Porostimur.com, Ternate – Kepolisian Daerah (Polda) Maluku Utara (Malut), pada Senin (29/8/2022) mengelar konferensi pers pengungkapan 6 kasus penyalahgunaan BBM subsidi, dengan rincian 2 Kasus ditangani Polres Ternate, Polres Halteng 2 Polres Halsel 1 dan Polres Kepulauan Sula 1 Kasus
Dalam kasus ini polisi berhasil mengamankan sebanyak 11 orang tersangka yakni :
- Polres Ternate (3 Orang) dengan inisial NP (27), YW (48) dan AP (31).
- Polres Halteng (2 Orang) dengan inisial MM (28) dan ABL (22)
- Polres Halsel (4 Orang) Dengan insial RL, S, J (46), dan YH (30).

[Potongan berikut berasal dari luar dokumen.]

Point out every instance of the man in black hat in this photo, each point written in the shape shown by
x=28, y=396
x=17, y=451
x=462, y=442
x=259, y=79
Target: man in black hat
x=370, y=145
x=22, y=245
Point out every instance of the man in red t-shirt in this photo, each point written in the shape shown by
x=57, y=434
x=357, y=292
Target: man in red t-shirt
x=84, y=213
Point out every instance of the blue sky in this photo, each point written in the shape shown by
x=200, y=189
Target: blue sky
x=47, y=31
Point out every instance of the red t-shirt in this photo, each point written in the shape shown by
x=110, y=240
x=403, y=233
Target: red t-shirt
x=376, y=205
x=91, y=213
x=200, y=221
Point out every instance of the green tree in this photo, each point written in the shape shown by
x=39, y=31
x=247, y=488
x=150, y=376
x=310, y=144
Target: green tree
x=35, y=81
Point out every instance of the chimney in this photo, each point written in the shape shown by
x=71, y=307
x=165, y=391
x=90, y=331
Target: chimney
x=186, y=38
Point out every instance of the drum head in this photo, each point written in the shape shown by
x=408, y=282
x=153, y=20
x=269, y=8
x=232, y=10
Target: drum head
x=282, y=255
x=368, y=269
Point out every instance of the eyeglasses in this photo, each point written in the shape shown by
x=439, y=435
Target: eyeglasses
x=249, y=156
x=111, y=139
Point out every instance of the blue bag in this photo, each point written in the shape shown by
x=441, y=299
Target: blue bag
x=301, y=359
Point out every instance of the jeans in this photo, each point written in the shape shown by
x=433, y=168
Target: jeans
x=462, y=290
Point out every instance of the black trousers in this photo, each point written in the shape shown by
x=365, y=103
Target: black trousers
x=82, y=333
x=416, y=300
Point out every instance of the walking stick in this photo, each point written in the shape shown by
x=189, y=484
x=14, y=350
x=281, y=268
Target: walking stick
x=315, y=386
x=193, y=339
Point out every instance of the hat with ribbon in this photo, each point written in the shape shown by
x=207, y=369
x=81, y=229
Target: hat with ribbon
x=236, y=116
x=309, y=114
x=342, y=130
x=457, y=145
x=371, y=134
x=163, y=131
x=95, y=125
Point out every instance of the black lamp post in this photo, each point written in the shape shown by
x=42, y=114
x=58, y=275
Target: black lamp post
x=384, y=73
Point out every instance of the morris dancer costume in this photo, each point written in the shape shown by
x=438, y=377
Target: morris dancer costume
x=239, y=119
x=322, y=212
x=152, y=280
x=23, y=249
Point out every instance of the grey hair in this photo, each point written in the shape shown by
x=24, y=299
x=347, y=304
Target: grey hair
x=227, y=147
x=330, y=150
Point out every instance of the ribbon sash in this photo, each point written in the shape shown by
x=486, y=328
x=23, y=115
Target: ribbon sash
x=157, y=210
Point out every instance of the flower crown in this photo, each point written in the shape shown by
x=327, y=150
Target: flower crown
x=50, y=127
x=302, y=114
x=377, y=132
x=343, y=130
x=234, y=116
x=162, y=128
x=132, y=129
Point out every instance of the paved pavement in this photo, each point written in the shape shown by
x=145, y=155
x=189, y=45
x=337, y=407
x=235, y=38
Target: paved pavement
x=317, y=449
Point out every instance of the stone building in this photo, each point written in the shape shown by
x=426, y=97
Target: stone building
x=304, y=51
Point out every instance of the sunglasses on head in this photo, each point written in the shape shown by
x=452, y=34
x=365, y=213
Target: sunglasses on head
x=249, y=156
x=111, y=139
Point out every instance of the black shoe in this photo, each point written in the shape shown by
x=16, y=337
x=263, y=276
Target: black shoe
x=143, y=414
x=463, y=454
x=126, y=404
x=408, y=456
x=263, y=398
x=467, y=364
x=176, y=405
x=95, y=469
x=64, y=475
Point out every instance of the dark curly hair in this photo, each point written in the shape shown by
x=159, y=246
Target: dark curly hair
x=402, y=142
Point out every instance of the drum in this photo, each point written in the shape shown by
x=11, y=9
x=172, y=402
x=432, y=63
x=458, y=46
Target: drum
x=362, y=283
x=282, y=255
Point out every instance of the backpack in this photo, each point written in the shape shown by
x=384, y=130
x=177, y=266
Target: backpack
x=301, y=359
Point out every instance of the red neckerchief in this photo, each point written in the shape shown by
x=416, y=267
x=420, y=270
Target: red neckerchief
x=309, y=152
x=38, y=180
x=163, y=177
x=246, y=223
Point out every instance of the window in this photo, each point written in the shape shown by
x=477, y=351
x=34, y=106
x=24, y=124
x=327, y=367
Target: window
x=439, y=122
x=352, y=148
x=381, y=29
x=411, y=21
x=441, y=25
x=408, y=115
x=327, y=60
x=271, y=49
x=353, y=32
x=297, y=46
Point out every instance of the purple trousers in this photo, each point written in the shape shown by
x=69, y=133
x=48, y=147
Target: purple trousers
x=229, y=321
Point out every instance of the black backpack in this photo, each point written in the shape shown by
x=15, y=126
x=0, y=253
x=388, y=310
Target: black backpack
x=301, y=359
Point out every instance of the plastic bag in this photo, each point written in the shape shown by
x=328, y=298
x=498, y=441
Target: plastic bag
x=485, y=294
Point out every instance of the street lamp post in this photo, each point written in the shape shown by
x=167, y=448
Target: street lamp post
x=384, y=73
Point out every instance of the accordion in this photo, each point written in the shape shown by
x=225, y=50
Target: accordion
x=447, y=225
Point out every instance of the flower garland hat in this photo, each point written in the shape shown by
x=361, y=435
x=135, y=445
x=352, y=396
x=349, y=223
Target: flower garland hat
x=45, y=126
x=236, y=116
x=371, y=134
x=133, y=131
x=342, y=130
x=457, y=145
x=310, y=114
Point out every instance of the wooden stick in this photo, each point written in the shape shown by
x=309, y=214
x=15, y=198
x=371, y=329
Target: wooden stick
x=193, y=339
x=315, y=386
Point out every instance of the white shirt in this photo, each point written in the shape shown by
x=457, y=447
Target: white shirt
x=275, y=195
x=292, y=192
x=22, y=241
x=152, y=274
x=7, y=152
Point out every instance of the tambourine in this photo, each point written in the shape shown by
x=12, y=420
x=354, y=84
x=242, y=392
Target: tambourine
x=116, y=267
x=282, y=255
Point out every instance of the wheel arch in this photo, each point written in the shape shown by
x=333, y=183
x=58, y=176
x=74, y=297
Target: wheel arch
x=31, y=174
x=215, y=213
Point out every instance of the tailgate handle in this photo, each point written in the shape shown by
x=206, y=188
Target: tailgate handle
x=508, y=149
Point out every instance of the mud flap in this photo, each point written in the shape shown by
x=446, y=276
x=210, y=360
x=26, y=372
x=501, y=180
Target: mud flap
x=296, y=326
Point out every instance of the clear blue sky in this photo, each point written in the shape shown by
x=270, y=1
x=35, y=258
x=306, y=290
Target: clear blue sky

- Polres Kepulauan Sula (2 Orang) Inisial S dan U
Kabid Humas Polda Maluku Utara Kombes Pol Michael Irwan Tamsil mengatakan, barang bukti yang diamanakan polisi berupa 1 tangki BBM berisi BBM subsidi jenis solar dengan jumlah 12.000 liter/12 ton yang berada di areal camp posi-posi PT BB di Kabupaten Halsel dan 1.250 Liter BBM Subsidi jenis minyak tanah yang diisi dalam 50 Jerigen.
“Dan juga BBM subsidi jenis pertalite sebanyak 750 liter yang diisi dalam jerigen 30 buah, dan BBM subsidi jenis solar dalam tengki illegal dengan jumlah kuang lebih 600 liter, BBM jenis Dexlite sebanyak 5.000 Liter/ 5 Ton beserta nota barang dan Mobil tangki warna merah dengan Nopol DG 8140 KU, 1 Unit kendaraan Calya warna putih dengan Nopol DW 1650 LQ yang mengangkut BBM jenis Pertalite, Mobil Pick Up warna putih Nopol DG 8273 KC 9) Kunci tangki BBM,” ucap Michael
Untuk pasal yang dilanggar, yakni Pasal 53 UU No 22 Tahun 2001 Tentang Minyak dan Gas Bumi. (Amir)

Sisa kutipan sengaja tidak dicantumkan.